Je pose mes genoux sur la pelouse, sans rire je crois que se faire sucer debout est ce qu’il y a de meilleur et j’avale goulûment son chibre épais et odorant, en comprenant tout de suite que c’est là une promesse de coups de reins inoubliable. Comme par miracle, il devine ce que j’aime, il baisse mon bermuda et me branle lentement de deux doigts d’une main en me maintenant la tête de l’autre.
- Comme ça si un collègue arrive, il pourra voir ton cul…
C’est une partie de mon anatomie dont je suis fière. Toujours en lapant ces couilles, je gémis pour l’approuver. Lorsque ses doigts glissent sur mes tétons, je sens un plaisir intense monter en moi, la peur d’être surpris là comme une pute à routiers se mêle au caresses fortes et appuyées de cet homme en rut.
Mais cette brute d’apparence a plus d’idées qu’on ne l’imagine. Il me demande à l’oreille si j’aime me montrer. J’approuve en me scotchant son gland dans la glotte. Il me propose de faire avec lui un petit tour en camion jusqu’à la prochaine bretelle et de revenir me déposer ici, assez vite puisqu’il a peu de temps.
Devant sa gentillesse et son imagination, je ne peux que céder. Il m’enlève mon bermuda et me pousse devant lui jusqu’au camion. En me faisant monter dans la cabine, il me propulse vers le siège avec trois doigts rugueux et mouillés. Il démarre et me demande d’attraper un sac à dos en haut de sa couchette. Pour qu’il puisse profiter de la vue de mes cuisses et de mon cul rebondi, je feins de ne pas trouver. Tout d’un coup, alors qu’il s’apprête à doubler un autre camion, il me demande de ne plus bouger et allume les lumières de sa cabine. Je comprends alors qu’il veut exhiber mon cul dans la nuit, et faire enrager un mateur. Le second klaxonne lentement, et mon routier branche sa CB. Il décrit mon cul, dis que je suce comme une fille et gratos, que je suis un peu sa ventouse à gland. Tous deux se mettent d’accord pour prendre la prochaine aire de repos. A peine stationnés, il me dit de passer derrière les chiottes : je n’ai plus cette fois la protection de la barrière, j’ai les fesses à l’air et je ne songe pas un instant à refuser ce qui m’arrive.

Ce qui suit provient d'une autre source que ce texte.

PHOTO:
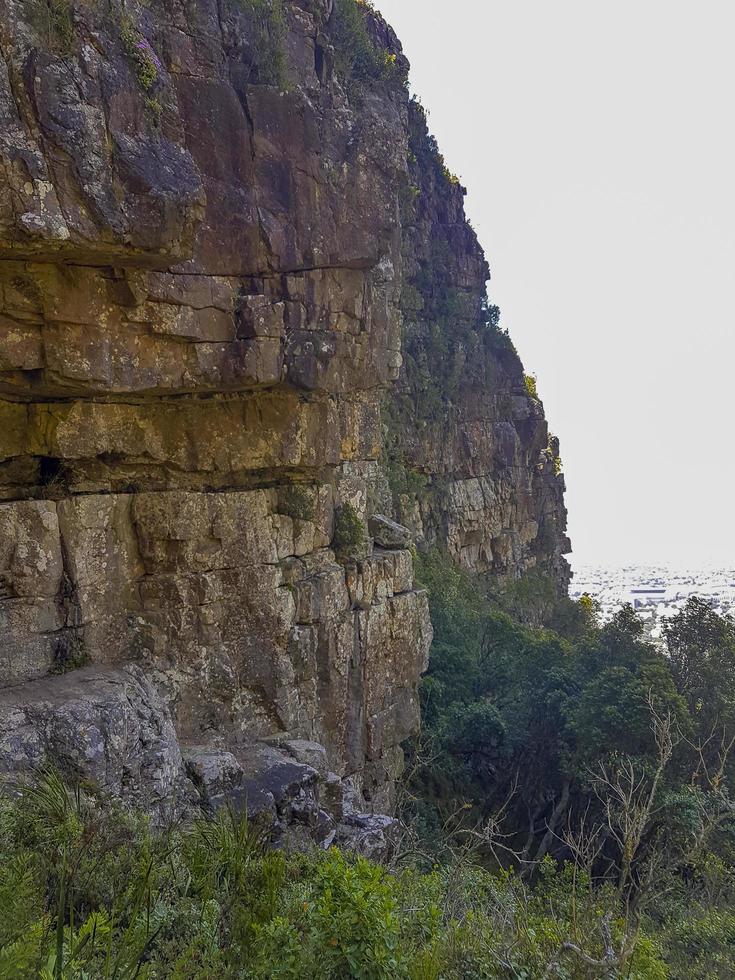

Le second est nettement plus jeune, assez rond, avec une barbe, mais peu importe, je me remets à sucer le premier en tendant ma croupe. Le jeune me lèche la rosette comme un sauvage, je sens très vite son gland qui s’approche, tandis que le premier lui tend le sac à dos. Gel, capote, tout y est : je n’ai pas eu le temps de dire ouf que je me trouve engrossé d’une bonne bite joufflu. Mon anneau peu préparé me fait un peu mal mais leurs exclamations me donnent du cœur à l’ouvrage.
- Ouahh ce cul, penche toi bien, écarte lui les fesses, je vais te le nicker…
Il force comme un âne, tandis que le premier me pistonne les amygdales. Quand j’entends un bruit de moteur qui s’arrête, je tente de me dégager. On me rassure, c’est un gars de la maison, ils sont entre collègues. Je ne vois que les jambes du troisième qui me regarde. Et quand en le voyant, ils redoublent d’encouragements.
- Montre leur que tu suces mieux qu’une fille, tu vas en avoir du sirop, mec, on va tous t’enfiler et tu pourras plus t’asseoir…
Heureusement ou pas, le troisième se contente de sortir sa queue sans s’approcher, et de se pignoler à vitesse grand V. Mes deux hôtes échangent leur rôle : quand le gland de mon basané passe mon sphincter, c’est comme une déflagration. Comme je suis préparé, elle me semble encore plus noueuse que dans ma bouche, je m’agrippe à ses cuisses larges pour ne pas tomber et j’enfourne celle qui sort de mon fion dilaté. Le temps me paraît très long. Aux bruits de la route se mêlent ceux des moteurs, je suis la lope qu’on exhibe, le garage à dards, les mains, au moins six maintenant, coulissent à quelques mètres de moi sur des pines odorantes et parfumés à la sueur de la route. Une ou deux mains viennent me branler doucement, je pousse mes hanches vers le haut pour recevoir ce bâton qui me lime et me casse le bide. Je recule les jambes, je me cambre, je me donne à ce mec qui me fait vivre à fond mon envie de me montrer. Avant de juter, il se retire pour m’arroser le torse. Ses yeux sont plein de paillettes, comme s’ils n’en revenaient pas de larguer autant de foutre. Sur mon dos tombe les jets de celui que je viens de sucer et une giclée d’un mec assez âgé qui me fait un clin d’œil complice. Mon protecteur me ramène dans cabine, me conduit jusqu’à ma voiture et là, face à ses phares, me remercie d’une pipe douce et malhabile, en me doigtant un peu tandis que je caresse ses cheveux frisés.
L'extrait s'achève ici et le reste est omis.